Two decades later and I have the promise of a kind of redux. Alas, life couldn’t be more different. I still feel out of whack and misaligned, but for entirely different reasons. No longer do I have kids to chase except via text. No longer must I hide in bedroom closets and mimic the motions of air traffic controllers in order to make work phone calls.
A fresh new season is here yet it’s not one that sings to me of rebirth, renewal, flowers, and butterflies….not just yet anyways.
This year, I shall celebrate the warmth of the rare 75 degree temperature day promised to us here in Seattle by seeking out the worn pathway of the local labyrinth, with its time-honored design that has contemplatives like me meandering inwards to the still point at our core, before returning back out into the world, ideally with a greater sense of reclamation.
And I will also find (aka lose) myself seeking out a nearby creek and its muddy embankment in order to sink my toes into the soft earth. What I most seek at this winter/spring threshold where the last patches of snow have only just finally melted, is a kind of rootedness and connection to the earth. I want to mold my feet into the cold, wet clay so that I might know stillness and a somatic sense that the resilient ground will hold me. I yearn to feel the messiness of such a foot bath that I might better appreciate the healing elixir of a cleansing food scrub thereafter.
Release. Renew. So much of what I want to let go of I will bequeath to the mud. Sorrow, uncertainty, shame, confusion, inertia. Let these be mud concerns now.

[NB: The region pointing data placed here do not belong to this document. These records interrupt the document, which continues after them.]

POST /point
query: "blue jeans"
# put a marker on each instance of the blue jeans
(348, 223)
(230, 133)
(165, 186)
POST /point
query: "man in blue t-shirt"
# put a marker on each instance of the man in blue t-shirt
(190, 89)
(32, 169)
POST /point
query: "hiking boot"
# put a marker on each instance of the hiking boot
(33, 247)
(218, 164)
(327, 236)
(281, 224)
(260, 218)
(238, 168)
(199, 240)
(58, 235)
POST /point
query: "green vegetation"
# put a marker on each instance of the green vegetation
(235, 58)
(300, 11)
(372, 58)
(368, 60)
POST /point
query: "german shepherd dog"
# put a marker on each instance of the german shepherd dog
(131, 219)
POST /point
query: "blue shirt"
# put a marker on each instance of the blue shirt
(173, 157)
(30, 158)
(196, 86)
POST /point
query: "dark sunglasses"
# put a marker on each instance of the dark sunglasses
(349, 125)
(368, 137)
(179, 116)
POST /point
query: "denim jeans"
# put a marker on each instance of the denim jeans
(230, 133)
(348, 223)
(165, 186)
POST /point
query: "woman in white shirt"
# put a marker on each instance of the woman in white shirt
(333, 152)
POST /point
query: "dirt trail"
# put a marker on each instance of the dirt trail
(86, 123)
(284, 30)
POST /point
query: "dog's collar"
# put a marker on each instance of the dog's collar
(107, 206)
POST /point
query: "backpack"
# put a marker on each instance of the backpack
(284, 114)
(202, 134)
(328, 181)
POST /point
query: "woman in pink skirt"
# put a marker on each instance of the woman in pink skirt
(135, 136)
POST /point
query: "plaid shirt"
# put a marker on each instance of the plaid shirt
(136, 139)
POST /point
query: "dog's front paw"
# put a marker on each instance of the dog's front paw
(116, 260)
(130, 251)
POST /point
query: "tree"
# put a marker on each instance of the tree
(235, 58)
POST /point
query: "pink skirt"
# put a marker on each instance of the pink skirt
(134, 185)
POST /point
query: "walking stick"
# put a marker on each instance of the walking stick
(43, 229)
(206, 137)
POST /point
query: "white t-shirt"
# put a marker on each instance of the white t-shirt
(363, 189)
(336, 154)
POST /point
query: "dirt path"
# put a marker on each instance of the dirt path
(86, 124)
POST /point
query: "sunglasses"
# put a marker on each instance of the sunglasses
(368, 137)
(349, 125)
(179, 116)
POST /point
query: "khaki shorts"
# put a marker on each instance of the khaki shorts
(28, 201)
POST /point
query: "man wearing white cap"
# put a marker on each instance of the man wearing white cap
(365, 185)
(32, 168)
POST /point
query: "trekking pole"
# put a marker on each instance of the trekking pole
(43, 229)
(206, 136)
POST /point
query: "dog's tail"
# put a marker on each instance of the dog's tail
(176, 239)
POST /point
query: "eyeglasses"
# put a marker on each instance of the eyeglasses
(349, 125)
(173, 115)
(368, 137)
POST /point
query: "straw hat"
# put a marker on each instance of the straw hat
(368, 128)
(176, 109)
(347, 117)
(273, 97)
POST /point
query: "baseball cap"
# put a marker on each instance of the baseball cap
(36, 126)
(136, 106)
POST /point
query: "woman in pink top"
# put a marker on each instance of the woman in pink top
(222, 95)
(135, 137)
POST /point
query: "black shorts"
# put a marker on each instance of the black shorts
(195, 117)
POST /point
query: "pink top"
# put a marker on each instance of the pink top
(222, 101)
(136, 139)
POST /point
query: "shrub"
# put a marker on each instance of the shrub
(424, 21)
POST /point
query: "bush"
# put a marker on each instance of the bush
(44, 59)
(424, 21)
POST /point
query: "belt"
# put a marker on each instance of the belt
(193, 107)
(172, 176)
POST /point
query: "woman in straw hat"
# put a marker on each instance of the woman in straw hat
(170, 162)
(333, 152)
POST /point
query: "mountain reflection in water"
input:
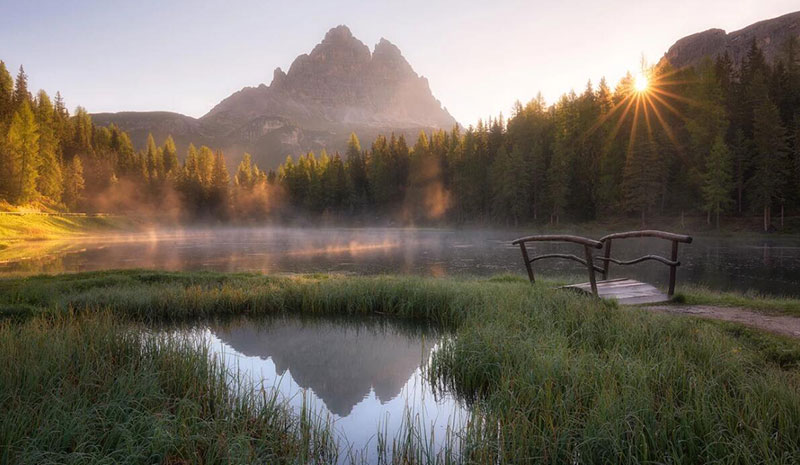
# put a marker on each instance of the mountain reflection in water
(365, 375)
(341, 362)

Spring has sprung which means it’s time for me to make a ceremony with my feet…which is to say, shed my shoes, wiggle my toes as worms know to do with their whole shimmering selves, and dare to stand upon the holy ground of a brand-new season in life.

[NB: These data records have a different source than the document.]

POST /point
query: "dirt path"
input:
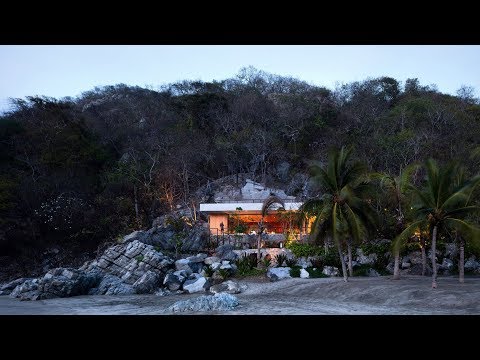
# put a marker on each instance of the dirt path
(410, 295)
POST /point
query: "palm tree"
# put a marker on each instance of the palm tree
(397, 189)
(441, 205)
(266, 206)
(341, 212)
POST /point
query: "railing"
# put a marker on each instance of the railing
(226, 201)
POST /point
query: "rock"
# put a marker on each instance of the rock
(471, 264)
(303, 262)
(28, 290)
(446, 265)
(193, 286)
(147, 283)
(173, 281)
(8, 287)
(275, 274)
(211, 260)
(112, 285)
(197, 258)
(225, 252)
(372, 273)
(230, 287)
(390, 267)
(330, 271)
(363, 259)
(451, 251)
(304, 274)
(217, 302)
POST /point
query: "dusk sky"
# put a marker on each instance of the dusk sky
(60, 71)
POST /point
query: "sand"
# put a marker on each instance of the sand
(380, 296)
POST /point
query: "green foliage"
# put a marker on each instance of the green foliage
(304, 249)
(266, 262)
(208, 271)
(280, 259)
(224, 273)
(291, 262)
(295, 271)
(318, 262)
(316, 272)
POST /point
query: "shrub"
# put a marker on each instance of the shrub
(291, 262)
(295, 271)
(280, 258)
(304, 250)
(246, 263)
(316, 272)
(318, 262)
(224, 273)
(208, 271)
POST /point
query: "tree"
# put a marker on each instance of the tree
(266, 206)
(342, 211)
(442, 204)
(397, 189)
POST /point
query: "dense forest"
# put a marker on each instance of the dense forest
(76, 172)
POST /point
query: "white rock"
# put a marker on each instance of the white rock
(275, 274)
(210, 260)
(304, 274)
(193, 286)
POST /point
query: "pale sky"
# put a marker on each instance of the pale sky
(60, 70)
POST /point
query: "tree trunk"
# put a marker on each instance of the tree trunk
(259, 237)
(136, 204)
(434, 261)
(396, 267)
(344, 267)
(424, 259)
(461, 262)
(350, 265)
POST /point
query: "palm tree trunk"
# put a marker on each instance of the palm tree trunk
(342, 260)
(461, 262)
(434, 261)
(259, 237)
(396, 267)
(424, 260)
(350, 265)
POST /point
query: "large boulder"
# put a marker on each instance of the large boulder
(112, 285)
(28, 290)
(59, 282)
(196, 285)
(275, 274)
(217, 302)
(230, 287)
(148, 283)
(363, 259)
(174, 281)
(225, 252)
(8, 287)
(131, 261)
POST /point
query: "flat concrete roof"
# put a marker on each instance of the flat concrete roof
(246, 207)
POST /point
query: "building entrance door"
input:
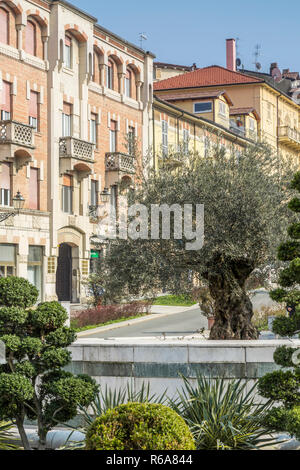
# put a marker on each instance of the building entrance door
(64, 274)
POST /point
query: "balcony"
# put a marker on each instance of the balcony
(238, 130)
(17, 142)
(76, 155)
(289, 137)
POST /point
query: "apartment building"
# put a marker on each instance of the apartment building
(72, 92)
(246, 104)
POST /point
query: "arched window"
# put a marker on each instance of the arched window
(4, 18)
(68, 52)
(128, 83)
(110, 75)
(30, 44)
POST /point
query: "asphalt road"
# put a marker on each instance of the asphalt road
(179, 324)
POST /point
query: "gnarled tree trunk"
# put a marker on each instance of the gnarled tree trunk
(233, 309)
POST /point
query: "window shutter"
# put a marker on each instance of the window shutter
(68, 181)
(68, 41)
(67, 109)
(33, 104)
(5, 176)
(3, 26)
(6, 98)
(33, 189)
(30, 38)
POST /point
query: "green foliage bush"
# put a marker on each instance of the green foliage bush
(32, 382)
(138, 426)
(283, 386)
(16, 291)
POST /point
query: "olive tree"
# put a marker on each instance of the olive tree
(33, 384)
(244, 197)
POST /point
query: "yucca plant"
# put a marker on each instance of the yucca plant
(222, 414)
(7, 437)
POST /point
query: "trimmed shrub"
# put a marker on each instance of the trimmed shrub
(15, 291)
(106, 313)
(137, 426)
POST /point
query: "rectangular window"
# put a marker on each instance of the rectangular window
(94, 192)
(205, 107)
(34, 267)
(4, 37)
(34, 189)
(68, 52)
(67, 120)
(6, 101)
(93, 124)
(7, 260)
(131, 140)
(186, 138)
(30, 38)
(113, 136)
(165, 138)
(67, 194)
(34, 110)
(5, 189)
(222, 108)
(110, 75)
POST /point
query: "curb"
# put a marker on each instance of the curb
(115, 326)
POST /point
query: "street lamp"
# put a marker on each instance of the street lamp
(18, 204)
(105, 196)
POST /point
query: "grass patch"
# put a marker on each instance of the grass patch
(92, 327)
(175, 301)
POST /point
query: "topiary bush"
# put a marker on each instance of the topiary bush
(15, 291)
(140, 426)
(282, 386)
(33, 383)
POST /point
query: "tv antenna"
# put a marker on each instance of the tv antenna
(256, 57)
(238, 60)
(143, 37)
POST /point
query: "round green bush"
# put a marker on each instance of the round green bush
(140, 426)
(17, 292)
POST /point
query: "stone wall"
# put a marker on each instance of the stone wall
(116, 362)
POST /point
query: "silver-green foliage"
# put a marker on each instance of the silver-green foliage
(222, 414)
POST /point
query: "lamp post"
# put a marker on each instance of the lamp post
(18, 204)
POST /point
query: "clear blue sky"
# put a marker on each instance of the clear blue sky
(188, 31)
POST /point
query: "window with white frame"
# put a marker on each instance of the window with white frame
(165, 138)
(6, 101)
(5, 185)
(222, 108)
(186, 139)
(68, 52)
(67, 120)
(110, 75)
(67, 194)
(113, 136)
(128, 83)
(203, 107)
(93, 128)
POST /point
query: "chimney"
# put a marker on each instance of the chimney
(231, 54)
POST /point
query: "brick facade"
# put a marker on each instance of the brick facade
(33, 244)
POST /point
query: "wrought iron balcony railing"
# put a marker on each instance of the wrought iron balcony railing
(13, 132)
(116, 161)
(70, 147)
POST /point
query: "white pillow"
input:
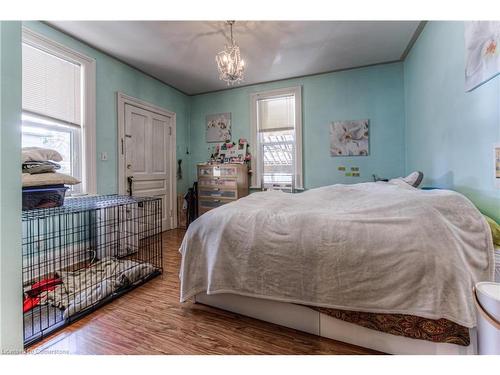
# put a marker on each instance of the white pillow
(43, 179)
(39, 154)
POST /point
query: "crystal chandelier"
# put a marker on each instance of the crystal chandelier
(229, 62)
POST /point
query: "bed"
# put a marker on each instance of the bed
(313, 260)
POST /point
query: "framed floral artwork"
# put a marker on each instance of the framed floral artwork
(482, 49)
(349, 138)
(218, 127)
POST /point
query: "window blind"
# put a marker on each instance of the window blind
(51, 86)
(276, 113)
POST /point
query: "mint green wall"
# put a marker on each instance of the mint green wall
(113, 76)
(450, 133)
(11, 340)
(374, 92)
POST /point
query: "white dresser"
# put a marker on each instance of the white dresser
(219, 184)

MUD SEASON } by May Sarton
In early spring, so much like a late autumn,
Gray stubble and the empty trees,
We must contend with an unwieldy earth.
In this rebirth that feels so much like dying,
When the bare patches bleed into raw mud,
In rain, in coarsening ooze, we have grown sluggard,
Cold to the marrow with spring’s nonarrival:
To hold what we must hold is iron-hard,
And strength is needed for the mere survival.
By dogged labor we must learn to life
Ourselves and bring a season in;
No one has ever called child-bearing easy,
And this spring-bearing also asks endurance.
We are strained hard within our own becoming,
Forced to learn ways how to renew, restore.
Though we were dazzled once by perfect snow,
What we have not has made us what we are.
Those surface consolations have to go.
In early spring, so much a fall of will,
We struggle through muds of unreason,
We dig deep into caring and contention;
The cold unwieldly earth resists the spade.
But we contend to bring a difficult birth
Out from the lack of talent, partial scope,
And every failure of imagination,
Science and art and love still be our hope!
What we are not drives us to consummation.”